PSC staff and resources make possible an unprecedented experiment in “ensemble” forecasting of severe storms

The night of May 4, 2007 won’t fade soon from the memory of people in Greensburg, Kansas. An extremely powerful tornado took only a few minutes to flatten almost every above-ground structure in this southwest Kansas town, claiming 10 lives. Catastrophic as it was, the loss would have been worse but for a very strongly worded warning from the National Weather Service office in Dodge City, about a half-hour in advance of the funnel’s arrival, that residents credit with allowing most people to find safe shelter.

What if the warning had come a half-day in advance? Thunderstorms are difficult to predict, and “supercells,” the high-energy vortex systems that spin-off tornados, are notoriously difficult. Nevertheless, if it were possible six or eight hours or more in advance to say when, where and with how much force a severe storm would strike, millions of dollars annually — if not billions — and countless lives would be saved.

PHOTO: Voth and Blood

Ming Xue, director of CAPS, Steven Weiss, science and operations officer of the NOAA Storm Prediction Center in Norman

Scientists at the Center for Analysis and Prediction of Storms (CAPS) at the University of Oklahoma, Norman know that it is possible to dramatically improve severe-storm forecasting, and their ground-breaking work over the past 15 years — often in partnership with PSC — has convinced many skeptics. They took a further large step this spring, collaborating with NOAA (National Oceanic and Atmospheric Administration), PSC and others in an unprecedented experiment.

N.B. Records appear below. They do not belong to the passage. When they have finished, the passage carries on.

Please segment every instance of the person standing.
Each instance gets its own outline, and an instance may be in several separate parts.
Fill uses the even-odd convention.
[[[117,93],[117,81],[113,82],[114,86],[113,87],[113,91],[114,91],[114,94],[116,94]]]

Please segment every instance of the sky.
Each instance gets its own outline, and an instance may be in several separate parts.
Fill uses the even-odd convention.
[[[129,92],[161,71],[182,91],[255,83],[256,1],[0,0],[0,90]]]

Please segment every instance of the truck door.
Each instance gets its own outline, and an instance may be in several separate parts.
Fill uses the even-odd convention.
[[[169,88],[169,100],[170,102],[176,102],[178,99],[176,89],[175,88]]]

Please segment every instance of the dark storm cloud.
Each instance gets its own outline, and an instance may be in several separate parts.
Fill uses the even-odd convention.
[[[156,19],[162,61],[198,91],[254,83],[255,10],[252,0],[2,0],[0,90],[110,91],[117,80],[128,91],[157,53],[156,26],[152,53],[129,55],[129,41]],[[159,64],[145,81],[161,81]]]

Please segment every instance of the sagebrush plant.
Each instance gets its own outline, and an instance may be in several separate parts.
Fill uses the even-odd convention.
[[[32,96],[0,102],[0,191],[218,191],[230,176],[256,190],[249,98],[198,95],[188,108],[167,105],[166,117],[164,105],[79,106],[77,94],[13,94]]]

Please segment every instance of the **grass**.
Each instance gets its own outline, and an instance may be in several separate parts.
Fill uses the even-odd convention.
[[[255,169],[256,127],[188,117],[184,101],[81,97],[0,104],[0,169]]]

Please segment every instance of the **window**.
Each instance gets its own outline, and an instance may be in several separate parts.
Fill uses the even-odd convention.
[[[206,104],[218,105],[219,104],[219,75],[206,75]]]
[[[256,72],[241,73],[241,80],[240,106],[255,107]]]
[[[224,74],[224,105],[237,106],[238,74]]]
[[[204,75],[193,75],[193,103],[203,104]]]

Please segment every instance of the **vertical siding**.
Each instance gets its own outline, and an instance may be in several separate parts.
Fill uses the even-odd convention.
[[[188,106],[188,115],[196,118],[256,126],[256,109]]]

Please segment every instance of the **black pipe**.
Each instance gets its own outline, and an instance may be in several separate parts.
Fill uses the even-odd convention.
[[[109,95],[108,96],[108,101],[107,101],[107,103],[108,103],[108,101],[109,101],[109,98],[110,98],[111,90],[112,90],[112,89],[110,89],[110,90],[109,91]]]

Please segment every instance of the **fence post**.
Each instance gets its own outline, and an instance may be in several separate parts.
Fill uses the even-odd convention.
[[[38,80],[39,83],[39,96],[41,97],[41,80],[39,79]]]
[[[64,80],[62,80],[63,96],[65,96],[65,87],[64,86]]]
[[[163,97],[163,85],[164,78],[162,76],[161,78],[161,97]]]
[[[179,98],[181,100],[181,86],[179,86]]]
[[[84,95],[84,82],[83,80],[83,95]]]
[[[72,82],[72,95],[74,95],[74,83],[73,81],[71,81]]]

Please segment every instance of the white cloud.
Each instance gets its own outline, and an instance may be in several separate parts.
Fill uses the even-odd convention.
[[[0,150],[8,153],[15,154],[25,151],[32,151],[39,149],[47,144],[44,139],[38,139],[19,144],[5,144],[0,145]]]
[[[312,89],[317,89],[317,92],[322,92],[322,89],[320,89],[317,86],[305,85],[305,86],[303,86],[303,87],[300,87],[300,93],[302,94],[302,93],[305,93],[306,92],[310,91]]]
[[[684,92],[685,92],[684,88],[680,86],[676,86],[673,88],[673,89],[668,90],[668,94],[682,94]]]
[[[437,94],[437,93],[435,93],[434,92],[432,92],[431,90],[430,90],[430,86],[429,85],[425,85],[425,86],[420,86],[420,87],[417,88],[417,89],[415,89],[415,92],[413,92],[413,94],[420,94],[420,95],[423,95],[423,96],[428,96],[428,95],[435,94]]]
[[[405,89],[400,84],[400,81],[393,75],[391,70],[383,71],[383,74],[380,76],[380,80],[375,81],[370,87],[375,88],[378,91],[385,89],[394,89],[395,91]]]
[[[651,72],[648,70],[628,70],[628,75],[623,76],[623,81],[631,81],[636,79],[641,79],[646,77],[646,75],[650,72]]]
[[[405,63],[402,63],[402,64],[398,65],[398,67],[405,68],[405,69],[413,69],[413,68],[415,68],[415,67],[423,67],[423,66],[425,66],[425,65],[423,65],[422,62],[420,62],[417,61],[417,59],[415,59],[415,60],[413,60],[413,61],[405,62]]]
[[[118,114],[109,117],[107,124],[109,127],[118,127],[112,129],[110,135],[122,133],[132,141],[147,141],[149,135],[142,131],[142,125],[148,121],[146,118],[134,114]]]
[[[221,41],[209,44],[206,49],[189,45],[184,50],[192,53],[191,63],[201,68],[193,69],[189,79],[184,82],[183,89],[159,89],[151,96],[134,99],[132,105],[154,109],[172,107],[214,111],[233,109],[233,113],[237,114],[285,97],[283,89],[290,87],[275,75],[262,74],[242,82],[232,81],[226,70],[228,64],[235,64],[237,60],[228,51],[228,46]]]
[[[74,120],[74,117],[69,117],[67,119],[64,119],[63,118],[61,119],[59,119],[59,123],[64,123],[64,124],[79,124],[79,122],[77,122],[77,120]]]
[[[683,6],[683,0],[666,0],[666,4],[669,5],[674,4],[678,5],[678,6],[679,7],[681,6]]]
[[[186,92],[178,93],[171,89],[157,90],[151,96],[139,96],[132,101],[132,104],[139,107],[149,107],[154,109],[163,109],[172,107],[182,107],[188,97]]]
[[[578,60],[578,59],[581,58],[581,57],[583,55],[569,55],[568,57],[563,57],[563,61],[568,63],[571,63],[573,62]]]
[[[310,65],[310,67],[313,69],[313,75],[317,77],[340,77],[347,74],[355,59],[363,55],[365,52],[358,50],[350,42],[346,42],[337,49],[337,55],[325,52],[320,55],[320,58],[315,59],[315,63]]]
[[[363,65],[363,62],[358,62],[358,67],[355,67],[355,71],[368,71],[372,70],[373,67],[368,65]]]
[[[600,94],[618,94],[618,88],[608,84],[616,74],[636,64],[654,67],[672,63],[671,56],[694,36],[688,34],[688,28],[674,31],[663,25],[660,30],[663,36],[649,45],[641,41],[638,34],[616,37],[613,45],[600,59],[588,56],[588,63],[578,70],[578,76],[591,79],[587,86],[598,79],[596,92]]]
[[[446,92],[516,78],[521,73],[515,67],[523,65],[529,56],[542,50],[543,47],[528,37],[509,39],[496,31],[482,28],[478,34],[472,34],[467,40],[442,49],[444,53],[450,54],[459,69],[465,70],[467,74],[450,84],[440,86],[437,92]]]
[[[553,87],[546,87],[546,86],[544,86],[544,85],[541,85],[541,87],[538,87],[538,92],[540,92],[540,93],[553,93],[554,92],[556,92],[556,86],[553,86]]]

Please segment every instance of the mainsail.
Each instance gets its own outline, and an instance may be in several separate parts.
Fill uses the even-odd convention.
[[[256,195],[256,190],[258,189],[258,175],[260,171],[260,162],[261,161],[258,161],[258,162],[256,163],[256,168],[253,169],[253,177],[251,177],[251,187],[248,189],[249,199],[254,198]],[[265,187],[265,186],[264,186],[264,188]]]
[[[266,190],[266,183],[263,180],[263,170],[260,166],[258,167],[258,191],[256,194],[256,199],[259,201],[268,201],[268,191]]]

Running from April 15 to June 8, the 2007 NOAA Hazardous Weather Testbed (HWT) Spring Experiment had the ambitious goal of testing “ensemble” forecasting — multiple runs of a forecast model that make it possible to specify the amount of uncertainty involved in the overall forecast. CAPS relied on PSC resources to run a 10-member ensemble, 10 runs each day of a high-resolution model (four-kilometer grid spacing) that extended from the Rocky Mountains to the East Coast, two-thirds of the continental USA. In addition, CAPS and PSC ran a single higher resolution run (two-kilometer spacing) over the same domain. The HWT experiment marked the first time ensembles were used at the storm scale, and it also marked their first use in real time in a simulated operational forecast environment.

To make this happen, PSC brought to bear BigBen, its Cray XT3 — a lead system of the TeraGrid — and helped to bring about a dedicated Pittsburgh to Oklahoma high-bandwidth link, contributed by Cisco Systems, Inc. Most critically, PSC staff pitched-in with know-how. They optimized performance of the forecast model, automated the daily forecast runs, coordinated the high-bandwidth link and — meeting the challenge of an enormous amount of computing and data-handling — produced forecasts each day for the eight weeks of the experiment with no serious problem.

“The experiment,” says Ming Xue, director of CAPS, “was enormously successful. Scientists who took part were extremely impressed by what PSC was able to pull off. Most other places would struggle to do a single forecast run per day, and we did 10 ensemble runs plus a high-resolution run.”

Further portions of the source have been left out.